The company plans to open up its annual Microsoft Management Summit (MMS) by laying out new pieces of its management platform that it says will transform a five-year-old mission to create a platform for Windows into a strategy for a cross-platform, distributed enterprise management system.
"We think we are a serious player in this game,"said Larry Orecklin, the general manager of the Windows enterprise and management division. "We want to become the systems management platform [in the enterprise].”
To build toward that goal, Microsoft plans to extend its System Center software, which includes Configuration Manager and Operations Manager, across platforms and add application management to its current infrastructure capabilities.
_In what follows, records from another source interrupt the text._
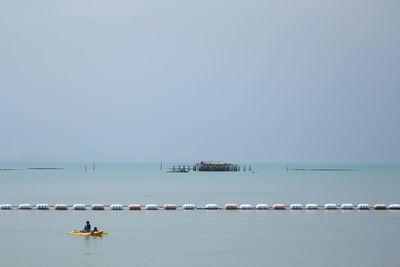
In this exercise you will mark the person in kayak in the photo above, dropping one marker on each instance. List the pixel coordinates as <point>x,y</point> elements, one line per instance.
<point>87,228</point>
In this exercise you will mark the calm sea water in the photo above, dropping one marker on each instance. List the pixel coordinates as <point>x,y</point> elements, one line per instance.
<point>200,237</point>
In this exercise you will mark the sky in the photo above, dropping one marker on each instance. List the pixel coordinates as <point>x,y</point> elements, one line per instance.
<point>240,81</point>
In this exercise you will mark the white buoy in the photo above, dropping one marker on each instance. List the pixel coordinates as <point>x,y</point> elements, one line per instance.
<point>394,207</point>
<point>347,206</point>
<point>211,207</point>
<point>79,206</point>
<point>262,206</point>
<point>42,206</point>
<point>60,207</point>
<point>278,206</point>
<point>296,206</point>
<point>24,206</point>
<point>330,206</point>
<point>5,207</point>
<point>170,207</point>
<point>312,206</point>
<point>134,207</point>
<point>116,207</point>
<point>363,206</point>
<point>380,206</point>
<point>151,207</point>
<point>230,206</point>
<point>189,206</point>
<point>245,207</point>
<point>97,207</point>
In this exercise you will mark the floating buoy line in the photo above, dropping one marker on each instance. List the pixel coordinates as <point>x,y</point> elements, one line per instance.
<point>311,206</point>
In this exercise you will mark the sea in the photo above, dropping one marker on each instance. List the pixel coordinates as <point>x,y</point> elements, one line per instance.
<point>200,237</point>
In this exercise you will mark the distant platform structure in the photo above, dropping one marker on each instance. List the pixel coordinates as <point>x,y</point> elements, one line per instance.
<point>216,166</point>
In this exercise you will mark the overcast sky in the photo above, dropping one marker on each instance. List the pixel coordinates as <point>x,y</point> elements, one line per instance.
<point>267,81</point>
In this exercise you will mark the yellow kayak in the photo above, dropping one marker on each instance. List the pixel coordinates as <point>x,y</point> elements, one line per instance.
<point>100,233</point>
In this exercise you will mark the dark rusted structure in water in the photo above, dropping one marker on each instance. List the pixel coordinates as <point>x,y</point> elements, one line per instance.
<point>216,166</point>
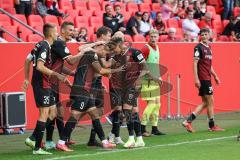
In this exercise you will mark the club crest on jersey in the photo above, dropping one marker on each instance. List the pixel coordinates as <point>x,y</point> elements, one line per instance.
<point>208,57</point>
<point>95,56</point>
<point>43,55</point>
<point>66,50</point>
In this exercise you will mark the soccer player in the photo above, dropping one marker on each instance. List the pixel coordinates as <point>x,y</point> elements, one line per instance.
<point>103,35</point>
<point>82,98</point>
<point>42,63</point>
<point>203,71</point>
<point>150,90</point>
<point>124,92</point>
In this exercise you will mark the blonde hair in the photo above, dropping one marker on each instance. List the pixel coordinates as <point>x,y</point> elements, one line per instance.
<point>153,31</point>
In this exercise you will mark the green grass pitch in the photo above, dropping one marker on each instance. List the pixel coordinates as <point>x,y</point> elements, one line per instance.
<point>176,145</point>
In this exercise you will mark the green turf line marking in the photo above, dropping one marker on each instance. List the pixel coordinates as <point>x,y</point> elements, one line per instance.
<point>149,147</point>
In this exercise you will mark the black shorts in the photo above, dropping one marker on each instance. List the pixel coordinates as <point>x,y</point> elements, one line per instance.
<point>82,102</point>
<point>206,88</point>
<point>98,92</point>
<point>43,96</point>
<point>119,97</point>
<point>55,91</point>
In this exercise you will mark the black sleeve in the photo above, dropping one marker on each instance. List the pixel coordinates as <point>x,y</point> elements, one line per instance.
<point>197,52</point>
<point>92,57</point>
<point>42,49</point>
<point>138,56</point>
<point>59,48</point>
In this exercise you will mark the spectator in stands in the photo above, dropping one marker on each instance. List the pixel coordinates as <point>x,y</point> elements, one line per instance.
<point>145,25</point>
<point>168,9</point>
<point>23,7</point>
<point>187,37</point>
<point>52,6</point>
<point>188,25</point>
<point>111,21</point>
<point>180,12</point>
<point>2,40</point>
<point>133,24</point>
<point>206,21</point>
<point>83,35</point>
<point>171,36</point>
<point>41,8</point>
<point>198,13</point>
<point>119,16</point>
<point>159,25</point>
<point>228,8</point>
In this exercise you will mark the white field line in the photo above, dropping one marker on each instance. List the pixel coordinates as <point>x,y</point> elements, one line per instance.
<point>129,150</point>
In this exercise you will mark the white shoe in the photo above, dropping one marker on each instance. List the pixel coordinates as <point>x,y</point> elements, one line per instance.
<point>118,140</point>
<point>111,138</point>
<point>41,151</point>
<point>30,143</point>
<point>130,143</point>
<point>139,142</point>
<point>50,145</point>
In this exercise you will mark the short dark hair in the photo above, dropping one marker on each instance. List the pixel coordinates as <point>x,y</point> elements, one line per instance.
<point>114,42</point>
<point>107,5</point>
<point>66,23</point>
<point>204,30</point>
<point>103,31</point>
<point>46,29</point>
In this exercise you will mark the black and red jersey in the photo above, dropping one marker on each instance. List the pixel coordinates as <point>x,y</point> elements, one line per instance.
<point>41,52</point>
<point>204,54</point>
<point>85,73</point>
<point>59,53</point>
<point>132,59</point>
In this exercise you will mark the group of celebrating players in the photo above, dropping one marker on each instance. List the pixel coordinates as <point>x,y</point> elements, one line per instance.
<point>131,73</point>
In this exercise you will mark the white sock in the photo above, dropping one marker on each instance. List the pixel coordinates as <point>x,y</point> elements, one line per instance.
<point>61,142</point>
<point>131,138</point>
<point>139,138</point>
<point>105,141</point>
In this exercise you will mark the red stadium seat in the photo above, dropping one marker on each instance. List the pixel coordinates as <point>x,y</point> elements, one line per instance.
<point>148,1</point>
<point>72,13</point>
<point>79,5</point>
<point>156,7</point>
<point>65,5</point>
<point>34,38</point>
<point>24,32</point>
<point>128,38</point>
<point>225,23</point>
<point>162,38</point>
<point>5,20</point>
<point>217,25</point>
<point>139,38</point>
<point>7,4</point>
<point>104,3</point>
<point>11,29</point>
<point>93,37</point>
<point>236,11</point>
<point>51,19</point>
<point>211,9</point>
<point>144,7</point>
<point>94,5</point>
<point>22,18</point>
<point>95,21</point>
<point>172,23</point>
<point>132,7</point>
<point>35,20</point>
<point>81,21</point>
<point>10,10</point>
<point>68,19</point>
<point>86,13</point>
<point>223,39</point>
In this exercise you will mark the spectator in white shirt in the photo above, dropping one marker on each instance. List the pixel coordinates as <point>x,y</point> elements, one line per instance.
<point>145,25</point>
<point>188,24</point>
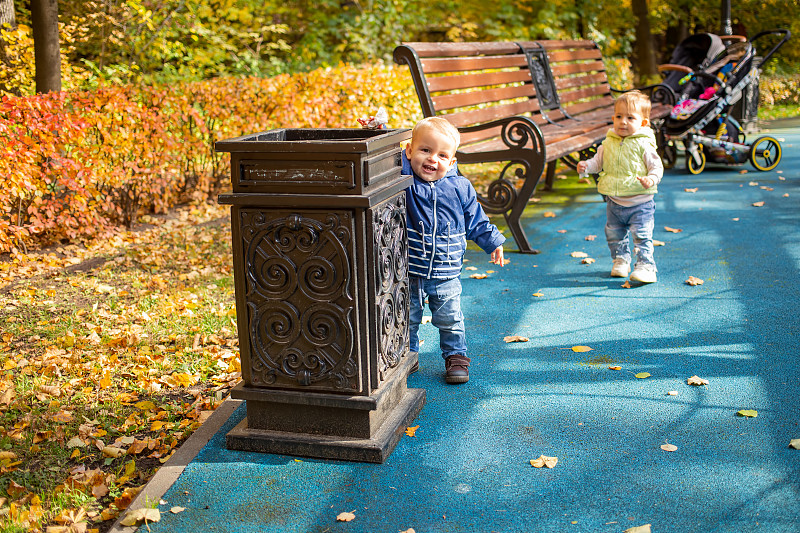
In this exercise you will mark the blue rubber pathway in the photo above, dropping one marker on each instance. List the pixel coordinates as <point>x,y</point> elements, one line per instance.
<point>468,468</point>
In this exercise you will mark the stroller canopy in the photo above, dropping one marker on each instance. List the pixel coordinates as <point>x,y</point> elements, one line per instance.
<point>696,52</point>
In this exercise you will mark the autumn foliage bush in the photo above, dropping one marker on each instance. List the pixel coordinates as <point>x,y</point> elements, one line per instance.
<point>78,164</point>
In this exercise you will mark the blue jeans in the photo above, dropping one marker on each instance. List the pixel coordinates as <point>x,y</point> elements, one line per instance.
<point>639,221</point>
<point>444,301</point>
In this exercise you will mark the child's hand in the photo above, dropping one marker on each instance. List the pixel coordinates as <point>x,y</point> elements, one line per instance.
<point>497,256</point>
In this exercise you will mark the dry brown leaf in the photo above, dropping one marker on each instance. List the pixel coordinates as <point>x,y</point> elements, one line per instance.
<point>544,461</point>
<point>138,516</point>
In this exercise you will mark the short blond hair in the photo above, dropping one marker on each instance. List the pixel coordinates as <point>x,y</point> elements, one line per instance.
<point>439,125</point>
<point>635,101</point>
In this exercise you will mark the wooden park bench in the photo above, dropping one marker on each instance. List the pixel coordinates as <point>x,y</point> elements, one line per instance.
<point>528,104</point>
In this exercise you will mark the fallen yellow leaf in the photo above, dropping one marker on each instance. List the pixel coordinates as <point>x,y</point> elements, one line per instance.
<point>544,461</point>
<point>696,381</point>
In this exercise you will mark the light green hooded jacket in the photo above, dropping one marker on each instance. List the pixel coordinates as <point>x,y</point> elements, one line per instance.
<point>623,162</point>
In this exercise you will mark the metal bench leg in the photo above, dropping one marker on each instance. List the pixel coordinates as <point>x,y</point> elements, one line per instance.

Microsoft plans to move across the divide using the OpenPegasus project, which is an open source implementation of the Distributed Management Task Force’s (DMTF) Common Information Model (CIM) and Web-based Enterprise Management (WBEM) standards.
The project is run by the OpenGroup, and Microsoft announced Tuesday that it is joining the steering committee of OpenPegasus.
Linux vendors Novell and Red Hat have incorporated WBEM or its derivatives into their Linux operating systems and Sun and HP have done the same with their Unix-based operating systems. Microsoft has its own implementation of WBEM called Windows Management Instrumentation (WMI).
WEBEM is a set of system management technologies, including CIM, for unifying management of distributed computing infrastructures.
At MMS, Microsoft launched into beta a set of extensions called System Center Operations Manager 2007 Cross Platform Extensions. The extensions incorporate OpenPegasus and the XML-based WS-Management protocol developed by Microsoft. The two are used to discover both physical and virtual systems on a network and monitor and manage them. The first agent-based extensions will cover HP-UX, Sun Solaris, Suse Linux Enterprise Server and Red Hat Enterprise Linux.
The extensions are core to a central management platform anchored by Operations Manager 2007.